Working to support First Nations Peoples in Australia
Artwork by Mandy Braddick, First Nations Artist from the Wandandian tribe and Gumea and Dharawal language groups.
Our history of working with First Nations communities
Our journey of legal support for and with First Nations people and First Nations led organisations began in the early 1970s, when our lawyers supported the establishment of the Aboriginal Legal Service (ALS) in Redfern, NSW. The ALS was the first free legal service in Australia. ALS’s initial volunteer lawyer cohort was largely made up of lawyers from, or who would become part of, our Australian business.

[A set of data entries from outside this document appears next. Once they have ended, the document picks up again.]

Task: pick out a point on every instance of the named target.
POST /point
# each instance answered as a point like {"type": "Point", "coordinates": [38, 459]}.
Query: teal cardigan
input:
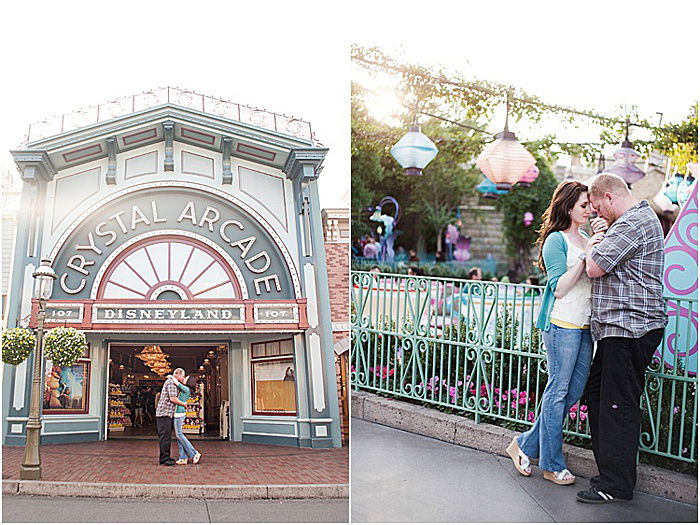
{"type": "Point", "coordinates": [184, 395]}
{"type": "Point", "coordinates": [554, 253]}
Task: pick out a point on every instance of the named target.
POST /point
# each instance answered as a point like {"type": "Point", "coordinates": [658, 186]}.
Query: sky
{"type": "Point", "coordinates": [293, 57]}
{"type": "Point", "coordinates": [594, 55]}
{"type": "Point", "coordinates": [62, 56]}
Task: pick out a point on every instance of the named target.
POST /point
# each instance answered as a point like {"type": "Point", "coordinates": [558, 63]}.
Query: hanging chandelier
{"type": "Point", "coordinates": [505, 161]}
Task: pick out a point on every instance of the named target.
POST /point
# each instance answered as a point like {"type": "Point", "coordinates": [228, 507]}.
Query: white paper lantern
{"type": "Point", "coordinates": [505, 161]}
{"type": "Point", "coordinates": [414, 151]}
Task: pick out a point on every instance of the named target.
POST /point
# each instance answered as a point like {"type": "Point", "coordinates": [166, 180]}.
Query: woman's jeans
{"type": "Point", "coordinates": [568, 361]}
{"type": "Point", "coordinates": [183, 444]}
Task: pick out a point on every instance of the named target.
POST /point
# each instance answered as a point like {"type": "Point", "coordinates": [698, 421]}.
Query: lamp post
{"type": "Point", "coordinates": [31, 464]}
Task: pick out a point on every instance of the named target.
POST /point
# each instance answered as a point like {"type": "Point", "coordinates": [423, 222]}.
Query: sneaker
{"type": "Point", "coordinates": [593, 495]}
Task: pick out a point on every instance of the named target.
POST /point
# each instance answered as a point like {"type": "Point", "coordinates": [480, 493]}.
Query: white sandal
{"type": "Point", "coordinates": [520, 460]}
{"type": "Point", "coordinates": [561, 477]}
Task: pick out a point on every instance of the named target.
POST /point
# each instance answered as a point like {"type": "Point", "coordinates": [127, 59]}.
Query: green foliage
{"type": "Point", "coordinates": [64, 346]}
{"type": "Point", "coordinates": [428, 202]}
{"type": "Point", "coordinates": [520, 239]}
{"type": "Point", "coordinates": [17, 344]}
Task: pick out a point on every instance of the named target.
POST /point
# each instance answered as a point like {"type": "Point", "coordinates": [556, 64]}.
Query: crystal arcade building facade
{"type": "Point", "coordinates": [178, 227]}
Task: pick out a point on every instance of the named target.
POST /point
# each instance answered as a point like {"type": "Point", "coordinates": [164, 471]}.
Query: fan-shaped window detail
{"type": "Point", "coordinates": [169, 269]}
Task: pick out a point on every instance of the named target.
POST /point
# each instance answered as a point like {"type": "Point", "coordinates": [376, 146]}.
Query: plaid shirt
{"type": "Point", "coordinates": [166, 408]}
{"type": "Point", "coordinates": [628, 300]}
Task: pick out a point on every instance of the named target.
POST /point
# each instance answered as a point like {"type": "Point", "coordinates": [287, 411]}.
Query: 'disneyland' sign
{"type": "Point", "coordinates": [167, 314]}
{"type": "Point", "coordinates": [263, 265]}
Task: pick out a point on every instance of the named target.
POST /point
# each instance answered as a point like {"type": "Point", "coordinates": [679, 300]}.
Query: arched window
{"type": "Point", "coordinates": [169, 268]}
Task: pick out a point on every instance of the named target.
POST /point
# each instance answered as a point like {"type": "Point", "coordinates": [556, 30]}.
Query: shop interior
{"type": "Point", "coordinates": [137, 373]}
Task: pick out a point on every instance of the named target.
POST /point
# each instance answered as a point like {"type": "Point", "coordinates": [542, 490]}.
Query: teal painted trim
{"type": "Point", "coordinates": [29, 192]}
{"type": "Point", "coordinates": [56, 427]}
{"type": "Point", "coordinates": [324, 314]}
{"type": "Point", "coordinates": [270, 428]}
{"type": "Point", "coordinates": [270, 440]}
{"type": "Point", "coordinates": [8, 387]}
{"type": "Point", "coordinates": [17, 440]}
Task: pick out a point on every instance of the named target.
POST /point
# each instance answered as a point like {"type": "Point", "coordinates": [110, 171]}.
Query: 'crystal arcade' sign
{"type": "Point", "coordinates": [263, 265]}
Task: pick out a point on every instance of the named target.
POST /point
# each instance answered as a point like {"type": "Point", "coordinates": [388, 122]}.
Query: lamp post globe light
{"type": "Point", "coordinates": [44, 277]}
{"type": "Point", "coordinates": [414, 151]}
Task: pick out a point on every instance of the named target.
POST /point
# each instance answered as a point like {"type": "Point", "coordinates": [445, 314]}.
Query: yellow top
{"type": "Point", "coordinates": [564, 324]}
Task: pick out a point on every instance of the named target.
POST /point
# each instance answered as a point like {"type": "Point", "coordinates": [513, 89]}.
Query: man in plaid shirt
{"type": "Point", "coordinates": [627, 323]}
{"type": "Point", "coordinates": [164, 415]}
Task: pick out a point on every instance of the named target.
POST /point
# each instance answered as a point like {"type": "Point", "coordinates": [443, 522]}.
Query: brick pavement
{"type": "Point", "coordinates": [222, 463]}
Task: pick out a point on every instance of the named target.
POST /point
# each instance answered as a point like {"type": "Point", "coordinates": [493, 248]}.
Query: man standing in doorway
{"type": "Point", "coordinates": [627, 322]}
{"type": "Point", "coordinates": [164, 415]}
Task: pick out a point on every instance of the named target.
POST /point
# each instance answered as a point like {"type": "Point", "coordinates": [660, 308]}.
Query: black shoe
{"type": "Point", "coordinates": [593, 495]}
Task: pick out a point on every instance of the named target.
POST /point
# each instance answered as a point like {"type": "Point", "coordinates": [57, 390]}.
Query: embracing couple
{"type": "Point", "coordinates": [605, 289]}
{"type": "Point", "coordinates": [170, 413]}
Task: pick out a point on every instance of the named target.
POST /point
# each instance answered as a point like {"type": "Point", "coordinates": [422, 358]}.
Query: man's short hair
{"type": "Point", "coordinates": [608, 183]}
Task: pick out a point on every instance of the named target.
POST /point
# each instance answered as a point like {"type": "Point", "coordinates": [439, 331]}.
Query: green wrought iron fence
{"type": "Point", "coordinates": [472, 346]}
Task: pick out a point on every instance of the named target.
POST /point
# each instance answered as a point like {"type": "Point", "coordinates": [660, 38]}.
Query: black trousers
{"type": "Point", "coordinates": [165, 427]}
{"type": "Point", "coordinates": [613, 391]}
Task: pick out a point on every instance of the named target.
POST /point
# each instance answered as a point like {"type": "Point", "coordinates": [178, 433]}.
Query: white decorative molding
{"type": "Point", "coordinates": [105, 266]}
{"type": "Point", "coordinates": [266, 189]}
{"type": "Point", "coordinates": [194, 164]}
{"type": "Point", "coordinates": [317, 372]}
{"type": "Point", "coordinates": [144, 164]}
{"type": "Point", "coordinates": [189, 185]}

From the 1970s onwards Ashurst continued to provide pro bono legal services to First Nations people and organisations throughout Australia. Our deep relationships with key First Nations community organisations continue to this day. For example, we provide the North Australian Aboriginal Justice Agency (NAAJA) with ongoing legal support and a rotating, permanent full-time secondee in their Katherine office.
First Nations people leading First Nations work
First Nations Lead
The role of “First Nations Lead” is to ensure our First Nations work is prioritised and our key principles embedded across our work and business. This position is held by Trent Wallace, who is a Wongaibon person and is a qualified lawyer. His work is focused on developing and embedding First Nations initiatives both internally and in collaboration with our commercial clients.

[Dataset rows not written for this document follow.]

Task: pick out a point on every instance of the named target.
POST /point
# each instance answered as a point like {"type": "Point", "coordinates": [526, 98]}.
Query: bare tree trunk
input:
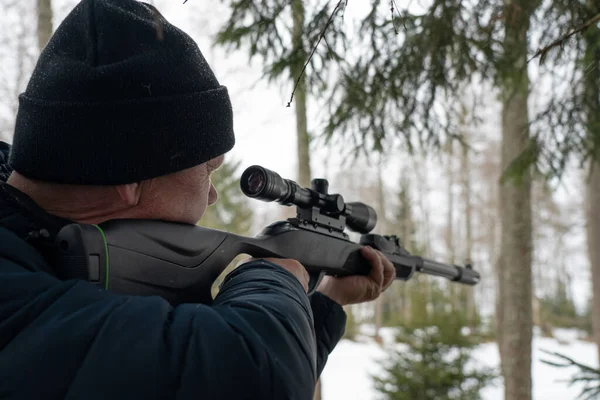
{"type": "Point", "coordinates": [381, 228]}
{"type": "Point", "coordinates": [303, 138]}
{"type": "Point", "coordinates": [592, 91]}
{"type": "Point", "coordinates": [515, 319]}
{"type": "Point", "coordinates": [466, 186]}
{"type": "Point", "coordinates": [593, 245]}
{"type": "Point", "coordinates": [44, 29]}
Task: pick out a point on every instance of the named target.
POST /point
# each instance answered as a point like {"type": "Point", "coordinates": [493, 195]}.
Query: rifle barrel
{"type": "Point", "coordinates": [453, 272]}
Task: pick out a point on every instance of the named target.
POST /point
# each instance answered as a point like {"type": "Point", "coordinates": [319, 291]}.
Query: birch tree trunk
{"type": "Point", "coordinates": [515, 317]}
{"type": "Point", "coordinates": [466, 189]}
{"type": "Point", "coordinates": [592, 102]}
{"type": "Point", "coordinates": [44, 28]}
{"type": "Point", "coordinates": [303, 138]}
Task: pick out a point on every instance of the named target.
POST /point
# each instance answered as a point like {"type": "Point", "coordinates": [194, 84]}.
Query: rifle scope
{"type": "Point", "coordinates": [263, 184]}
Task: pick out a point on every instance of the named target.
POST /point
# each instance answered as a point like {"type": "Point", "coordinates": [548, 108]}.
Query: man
{"type": "Point", "coordinates": [123, 118]}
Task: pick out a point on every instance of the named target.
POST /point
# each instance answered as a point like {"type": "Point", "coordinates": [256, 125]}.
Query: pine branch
{"type": "Point", "coordinates": [321, 35]}
{"type": "Point", "coordinates": [561, 41]}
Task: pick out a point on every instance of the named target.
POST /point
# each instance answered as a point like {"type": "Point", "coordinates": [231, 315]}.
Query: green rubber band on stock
{"type": "Point", "coordinates": [106, 255]}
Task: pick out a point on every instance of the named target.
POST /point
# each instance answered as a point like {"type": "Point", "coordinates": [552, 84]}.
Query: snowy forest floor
{"type": "Point", "coordinates": [347, 375]}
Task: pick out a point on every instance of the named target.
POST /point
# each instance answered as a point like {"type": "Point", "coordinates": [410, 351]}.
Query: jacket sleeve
{"type": "Point", "coordinates": [330, 325]}
{"type": "Point", "coordinates": [257, 341]}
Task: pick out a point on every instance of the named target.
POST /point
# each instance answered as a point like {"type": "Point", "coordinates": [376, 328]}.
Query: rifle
{"type": "Point", "coordinates": [180, 262]}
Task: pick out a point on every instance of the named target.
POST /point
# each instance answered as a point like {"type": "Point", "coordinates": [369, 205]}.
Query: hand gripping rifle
{"type": "Point", "coordinates": [180, 262]}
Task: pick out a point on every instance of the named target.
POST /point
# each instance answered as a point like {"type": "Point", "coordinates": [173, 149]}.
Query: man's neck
{"type": "Point", "coordinates": [90, 205]}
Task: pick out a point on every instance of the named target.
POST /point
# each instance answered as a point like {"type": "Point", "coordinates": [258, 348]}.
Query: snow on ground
{"type": "Point", "coordinates": [347, 375]}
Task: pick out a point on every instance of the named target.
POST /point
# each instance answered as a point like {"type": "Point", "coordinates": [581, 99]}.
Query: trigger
{"type": "Point", "coordinates": [314, 281]}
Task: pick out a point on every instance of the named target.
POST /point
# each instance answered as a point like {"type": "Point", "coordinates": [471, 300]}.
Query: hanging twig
{"type": "Point", "coordinates": [393, 20]}
{"type": "Point", "coordinates": [560, 42]}
{"type": "Point", "coordinates": [329, 21]}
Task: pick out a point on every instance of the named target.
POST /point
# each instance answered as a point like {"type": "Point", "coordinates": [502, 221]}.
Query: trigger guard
{"type": "Point", "coordinates": [314, 281]}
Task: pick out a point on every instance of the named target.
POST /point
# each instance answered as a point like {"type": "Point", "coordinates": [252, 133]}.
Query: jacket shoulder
{"type": "Point", "coordinates": [18, 251]}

First Nations Pro Bono Lawyer
The role of “First Nations Pro Bono Lawyer” is held by Ruby Langton-Batty. Ruby is a proud descendant of the Iman and Bidjara people (central Queensland) and is based in Sydney. As the First Nations Pro Bono Lawyer, she works alongside other Ashurst lawyers to deliver culturally coherent, effective, and durable pro bono legal advice to First Nations clients.

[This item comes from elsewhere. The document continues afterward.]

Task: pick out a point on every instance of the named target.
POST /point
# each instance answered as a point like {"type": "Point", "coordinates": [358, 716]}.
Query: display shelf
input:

Through our work in this space, we collaborate with commercial and pro bono clients on various initiatives aimed at advancing First Nations people. First Nations work is embedded across our internal business and legal functions.
We deliver culturally coherent, effective and durable pro bono legal advice to First Nations clients.
Key themes across our First Nations initiatives:
- Economic participation and prosperity
- Prioritising community ("grass roots")
- Policy and advocacy
- Learning and healing
- Cultural safety
- Looking forward: doing better and doing more
Underpinning this vision are key principles guiding our approach:
- Work needs to be First Nations led
- Relationships are critical and need to be placed at the centre of all we do
- Work needs to be culturally safe
- First Nations people should not be expected to do the "heavy lifting" to achieve change
- We need to take a "business as usual" approach every day in all we do, right across our business. This means that we practice reconciliation as a matter of course across our day to day business functions
- We need to approach the work we do with humility and candour, and always start from a position of listening to affected individuals and communities
- Our responses to community needs should always be informed by the community affected
- We need to be honest about our learnings and failings as we go about this work; and constantly work to improve our policies, strategies and approaches
- Reconciliation is a process each of us undertakes every day, and is dependent on actions, our work is underpinned by commitments made within our Reconciliation Action Plans, which we've had in place for several years
Our First Nations initiatives include:
- First Nations Legal Internship – Eagle Street
- First Nations Pro Bono and Social Impact Cadetship
- First Nations Scholarship (Qld)
- First Nations Scholarship (Mel)
Cultural Safety/Support and Thought Leadership
- Monthly Let's Yarn blogs that provide learning opportunities for staff globally
- First Nations Employee Network
- Reverse mentoring opportunities
- Cultural Leave Policy
- Regular social media posts/articles/events that acknowledge and celebrate First Nations Peoples
- Cultural learning opportunities and advice for functions across Ashurst (i.e. People & Culture, Events, Procurement) to promote First Nations initiatives and advancement across the business
- Providing advice and support to commercial clients to further strengthen relationships and collaborate on initiatives
Reconciliation Action Plan (RAP)
1 May 2023 - 30 April 2025
Our RAP is offered as an authentic commitment to First Nations advancement, a tool that is to be used for meaningful engagement which we, as a firm, developed to set out our vision for reconciliation and the role we should play in First Nations advancement. This RAP looks at Ashurst's reconciliation journey, our RAP history, our pro bono work, and lists our commitments.